La rémunération pour un essai clinique

Un essai clinique fait partie des nombreux projets pour lesquels il est essentiel de mobiliser des fonds. Comme dans le domaine de l’automobile, des divertissements, de l’informatique…en raison de la taille de leurs innovations, dans chacun de ces secteurs, des moyens financiers conséquents doivent être disponibles. C’est pour cette raison que de tels projets, ne peuvent être pris en charge que par des promoteurs, l’AFSSAP ou grâce à des téléthons. En raison de l’envergure d’une étude clinique, on se demande souvent quel est le budget prévu et quels sont les intérêts pour les philanthropes qui se prêtent à ces expérimentations.

Des études à gros budget

Pour tous les aléas et contraintes qui peuvent émerger d’un essai clinique, une somme colossale est souvent réunie. Selon les propos des industriels qu’on connait plus pour leur prédisposition à participer à ces essais, le coût des deux premières phases est estimé à près de deux millions d’euros soit environ un million chacune. Et cela se comprend étant donné que moins de vies humaines sont mises en jeu et de plus les sujets sont des personnes saines. Par ailleurs pour la troisième phase qui dure plusieurs années et qui implique des milliers de volontaires malades, les moyens pécuniaires déployés sont dans l’ordre des dizaines de millions d’euros.

Le rétribution pour une participation à un essai clinique

En général, toute personne consentante qui prend la décision de participer à un essai clinique peut annuellement toucher jusqu’à 4500 euros. Il faut noter aussi que les différents prix sont réfléchis et décidés de sorte que les volontaires ne s’attendent pas à faire de leur contribution à ces essais, la source idéale, génératrice de revenus.

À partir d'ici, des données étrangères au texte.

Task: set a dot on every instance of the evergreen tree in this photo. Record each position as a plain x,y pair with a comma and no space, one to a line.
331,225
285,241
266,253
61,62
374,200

La rétribution en fonction de la taille du projet

Pour des raisons d’obligation d’obtenir des résultats fiables, des dispositions sont prises pour qu’un consentant au test ne puisse participer à plus d’une phase tout au long de l’essai. Pour ce qu’il est de la rémunération, un essai clinique peut varier d’une centaine d’euros à quelques milliers d’euros. Le gain pour un essai clinique est souvent d’autant plus important que sa taille ou son importance le soit. Cependant, il n’existe pas d’essai dont l’importance est moindre. Ces études sont toutes autant capitales l’une que l’autre et de ce fait rassemblent le maximum de fonds pour mettre dans les conditions optimales les patients.
En effet, pour ces essais, la durée d’hospitalisation peut moduler selon les circonstances. Ainsi, plus un essai prend du temps, plus il paie bien. Pour un essai qui va nécessiter environ 7 jours d’hébergement, une indemnité chiffrée à près de 1600 euros peut être rétribuée. Pour une hospitalisation de 18 jours environ, le dédommagement est important et peut avoisiner les 3000 euros.